Choose Someone With Complementary Skills
First of all, selecting a co-founder is selecting a business partner. This is the most critical early decision you can make when starting your company, and choosing the wrong co-founder is one of the most common reasons for failure of early stage startups.
Start by finding a badass with skills that complement yours. Anecdotally, most startups are founded by engineers. It is now very easy for an engineer to write a few lines of code and be up and running with an MVP in no time. In my case, I am not an engineer, so I needed to find someone with the technical skills to make PopUp Play work.
On the flip side, Amelia (who had the original idea) needed someone with strong business and entrepreneurial skills to help build a business around her idea. Amelia brought over a decade of experience in product design and manufacturing. She has designed and built everything from heavy machinery to custom aircraft to consumer electronics. All this experience as an engineer meshed well with my experience in product marketing and product management.
Ultimately, Amelia’s involvement in PopUp Play made the business and product possible. We couldn’t have built a business without each other.
Share Core Values Pertaining To Business
Starting a company with someone is like getting married. You are going to spend a lot of time with your co-founder: they are going to see you at your best and at your worst. Because of this, it’s very important that co-founders get along and are the right fit.

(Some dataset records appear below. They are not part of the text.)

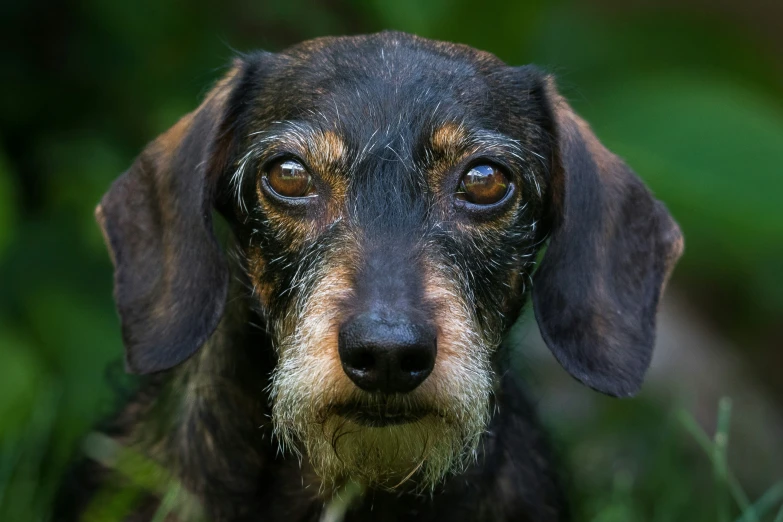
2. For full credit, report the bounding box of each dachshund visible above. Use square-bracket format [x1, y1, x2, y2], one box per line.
[55, 32, 683, 522]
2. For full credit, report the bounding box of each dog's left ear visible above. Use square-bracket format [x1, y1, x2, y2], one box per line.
[96, 63, 247, 374]
[533, 73, 683, 396]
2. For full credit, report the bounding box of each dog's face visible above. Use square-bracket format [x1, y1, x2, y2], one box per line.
[99, 33, 681, 487]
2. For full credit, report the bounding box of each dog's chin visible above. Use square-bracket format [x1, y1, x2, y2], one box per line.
[303, 410, 475, 489]
[277, 396, 486, 491]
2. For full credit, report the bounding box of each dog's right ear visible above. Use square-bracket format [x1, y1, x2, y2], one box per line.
[533, 73, 683, 397]
[96, 63, 243, 374]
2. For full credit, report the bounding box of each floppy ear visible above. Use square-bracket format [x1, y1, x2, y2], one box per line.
[533, 78, 683, 396]
[96, 64, 245, 374]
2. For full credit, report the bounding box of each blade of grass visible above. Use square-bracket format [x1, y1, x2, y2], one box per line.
[677, 410, 759, 522]
[712, 397, 731, 522]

As you grow your company, you’re going to add people to the team that will create your culture, but it starts with the co-founders: the team you build will reflect the relationship you have with your co-founder. In my case, I have known Amelia for 10 years. I’ve seen her at work, in the best times and the worst times. I knew that, when it comes to business, we share the same values and principles. Through all stages of growth of PopUp Play, I have never doubted that we are on the same page with respect to core business values. It frees each each of us to run the business without worry.
Establish Trust And Confidence
Finally, the most obvious: make sure you trust each other. Growing up, my dad used to tell me that you should never start a business with friends, because friends and money don’t mix. There will inevitably be arguments about equity and pay and critical decisions made that, if wrong, won’t be fixable. You need to trust your co-founder 100% without exception. If that trust doesn’t exist, that weakness in your relationship will rear its head at the least convenient and most important times, like when trying to close a funding round or make a critical business deadline.
At the end of the day, I picked Amelia as a co-founder because she is a phenomenal engineer who I’ve built trust with for over a decade and because she shares the same core values.
Of course, the elephant in the room and the question I get asked most often: what’s it like to start a company with your spouse? My answer? It doesn’t matter. Start a company with an awesome co-founder who complements your skills. Whether they’re an old co-worker, new friend of long-time spouse, complementary skills, shared values and a core of trust are all that ultimately matter.